Atmospheric convection is an important component of climate modeling, because of its role in the distribution of energy and trace gases (e.g., water vapor, carbon monoxide, and aerosols). Strong (deep) convection can cause severe weather conditions such as thunderstorms, hail, heavy rain, and flooding. An accurate representation of atmospheric convection in global and regional climate models is required to predict the latter. However, current dynamical models face a number of ongoing challenges. First, without parametrization, resolving convection at high resolution can be computationally prohibitive, whereas coarser resolutions cannot explicitly account for convection and thus produce unacceptable forecasts. Second, and perhaps more importantly, complex interactions between mesoscale, orographic, and local phenomena contribute to the rapid development of various modes of convection, particularly in subtropical regions like the Indian subcontinent. Classifying these accurately determines whether havoc in one region (e.g. several Himalayan flood cases) can be anticipated correctly while representing precipitation properly in other regions. Finally, because the climate is changing over time, continuous adaptation to the temporal evolution of the factors that cause different types of convection is required. Project CAIMAN: Continual Artificial Intelligence Models for Atmospheric Convection in Subtropical Regions, will catalyze an innovative interdisciplinary solution to above challenges. As the key novelty, CAIMAN will kick-start AI supported identification of convection processes, centered in cutting-edge continual learning techniques that enables updates over long periods of time and adapting to climate changes without having to permanently store data. As a case study, we will investigate the product of convection, i.e. cloud feature development, leveraging long-term satellite data and simulation over multiple years on an hourly to daily scale.
SyCLeC: Symposium on Continual Learning beyond Classification
A three day in-person symposium from Nov 27th to Nov 29th in Mainz, Germany.

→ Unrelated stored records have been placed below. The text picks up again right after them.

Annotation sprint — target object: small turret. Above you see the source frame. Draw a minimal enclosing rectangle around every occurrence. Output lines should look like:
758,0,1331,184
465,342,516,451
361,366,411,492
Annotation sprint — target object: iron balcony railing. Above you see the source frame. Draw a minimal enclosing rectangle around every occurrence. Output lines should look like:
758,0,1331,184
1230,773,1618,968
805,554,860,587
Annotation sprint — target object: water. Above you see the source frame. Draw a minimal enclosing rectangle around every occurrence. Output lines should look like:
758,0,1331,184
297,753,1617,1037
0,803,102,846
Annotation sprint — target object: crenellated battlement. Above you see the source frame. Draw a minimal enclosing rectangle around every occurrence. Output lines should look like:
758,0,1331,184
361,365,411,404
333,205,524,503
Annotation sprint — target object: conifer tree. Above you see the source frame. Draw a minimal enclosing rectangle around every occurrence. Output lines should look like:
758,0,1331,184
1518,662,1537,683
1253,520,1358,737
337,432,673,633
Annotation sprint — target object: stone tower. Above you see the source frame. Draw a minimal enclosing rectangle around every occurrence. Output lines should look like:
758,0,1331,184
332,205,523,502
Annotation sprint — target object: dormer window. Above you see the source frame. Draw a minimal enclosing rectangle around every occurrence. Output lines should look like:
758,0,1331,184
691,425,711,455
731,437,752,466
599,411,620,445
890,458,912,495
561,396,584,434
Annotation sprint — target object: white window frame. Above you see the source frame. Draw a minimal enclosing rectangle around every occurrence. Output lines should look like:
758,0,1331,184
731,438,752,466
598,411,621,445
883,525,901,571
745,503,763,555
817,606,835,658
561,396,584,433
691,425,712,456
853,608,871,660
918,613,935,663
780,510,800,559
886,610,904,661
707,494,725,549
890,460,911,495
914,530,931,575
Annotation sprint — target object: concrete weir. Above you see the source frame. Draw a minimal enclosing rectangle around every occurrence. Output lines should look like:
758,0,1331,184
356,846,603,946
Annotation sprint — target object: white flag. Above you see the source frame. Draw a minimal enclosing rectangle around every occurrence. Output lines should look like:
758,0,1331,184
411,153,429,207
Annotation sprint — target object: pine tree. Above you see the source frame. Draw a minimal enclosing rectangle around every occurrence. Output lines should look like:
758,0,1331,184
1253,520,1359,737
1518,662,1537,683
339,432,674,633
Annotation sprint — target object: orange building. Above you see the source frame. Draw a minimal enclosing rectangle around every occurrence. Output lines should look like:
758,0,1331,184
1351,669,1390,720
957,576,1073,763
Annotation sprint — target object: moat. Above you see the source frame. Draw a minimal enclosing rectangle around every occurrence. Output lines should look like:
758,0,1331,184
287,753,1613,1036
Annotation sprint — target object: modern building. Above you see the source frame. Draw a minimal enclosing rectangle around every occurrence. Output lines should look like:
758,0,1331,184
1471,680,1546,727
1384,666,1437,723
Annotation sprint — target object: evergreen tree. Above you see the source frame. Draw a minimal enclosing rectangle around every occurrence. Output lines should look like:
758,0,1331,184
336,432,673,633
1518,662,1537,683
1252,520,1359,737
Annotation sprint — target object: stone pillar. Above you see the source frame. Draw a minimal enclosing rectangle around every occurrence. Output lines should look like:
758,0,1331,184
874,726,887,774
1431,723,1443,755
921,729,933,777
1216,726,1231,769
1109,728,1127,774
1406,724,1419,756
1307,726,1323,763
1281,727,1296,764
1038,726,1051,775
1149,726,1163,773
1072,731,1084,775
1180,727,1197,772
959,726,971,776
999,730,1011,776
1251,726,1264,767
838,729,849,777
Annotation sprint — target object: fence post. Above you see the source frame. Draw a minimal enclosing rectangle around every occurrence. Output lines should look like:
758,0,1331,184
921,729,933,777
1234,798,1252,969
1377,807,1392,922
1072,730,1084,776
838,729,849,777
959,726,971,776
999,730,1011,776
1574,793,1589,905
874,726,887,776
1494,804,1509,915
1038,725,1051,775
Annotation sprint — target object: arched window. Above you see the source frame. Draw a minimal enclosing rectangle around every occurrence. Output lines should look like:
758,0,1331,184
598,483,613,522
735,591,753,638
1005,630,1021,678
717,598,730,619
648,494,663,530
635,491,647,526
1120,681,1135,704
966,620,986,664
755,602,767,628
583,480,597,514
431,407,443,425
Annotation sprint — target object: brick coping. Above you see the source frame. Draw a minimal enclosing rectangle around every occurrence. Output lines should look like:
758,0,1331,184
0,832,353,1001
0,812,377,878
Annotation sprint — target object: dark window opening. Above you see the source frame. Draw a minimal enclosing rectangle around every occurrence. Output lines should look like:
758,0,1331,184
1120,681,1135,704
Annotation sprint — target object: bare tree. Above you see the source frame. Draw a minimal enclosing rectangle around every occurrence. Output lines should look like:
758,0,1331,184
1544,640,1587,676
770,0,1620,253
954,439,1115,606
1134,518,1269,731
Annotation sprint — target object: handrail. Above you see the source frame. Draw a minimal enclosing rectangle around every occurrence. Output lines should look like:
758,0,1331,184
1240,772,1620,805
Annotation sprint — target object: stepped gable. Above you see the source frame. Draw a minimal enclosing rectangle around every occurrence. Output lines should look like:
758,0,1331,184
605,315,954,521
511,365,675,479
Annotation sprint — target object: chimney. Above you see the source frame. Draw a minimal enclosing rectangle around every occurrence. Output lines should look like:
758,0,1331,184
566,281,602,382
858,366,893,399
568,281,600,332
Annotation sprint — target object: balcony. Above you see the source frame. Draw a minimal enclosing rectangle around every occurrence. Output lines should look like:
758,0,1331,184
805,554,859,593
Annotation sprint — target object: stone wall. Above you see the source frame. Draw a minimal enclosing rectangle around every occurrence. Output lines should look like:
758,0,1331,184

Continual, or lifelong, machine learning addresses the crucial questions that arise when aiming to overcome the limitations of single training cycles, rigid inference engines, and fixed datasets. At the center, it acknowledges that data selection, models, training algorithms, and evaluation measures are not static. Despite its recently emerged popularity, current research has just started to grasp how we can accommodate these factors into human-like lifelong learning AI systems. Although presently ongoing efforts start to take into account complex sequences of datasets, they focus predominantly on image classification tasks. Unfortunately, such tasks significantly simplify learning, e.g. by only performing image-level recognition, assuming that all data is always labelled and that continual learning consists mainly of learning to recognize new object types. In this initiative, we thus set out to bring together researchers who are at the forefront of continual learning and computer vision to jointly catalyze the foundation for continual learning beyond classification. In an inaugural symposium, we will establish common grounds and discover synergies towards continual learning for a plethora of relevant computer vision tasks, such as semantic segmentation and learning that does not require labels.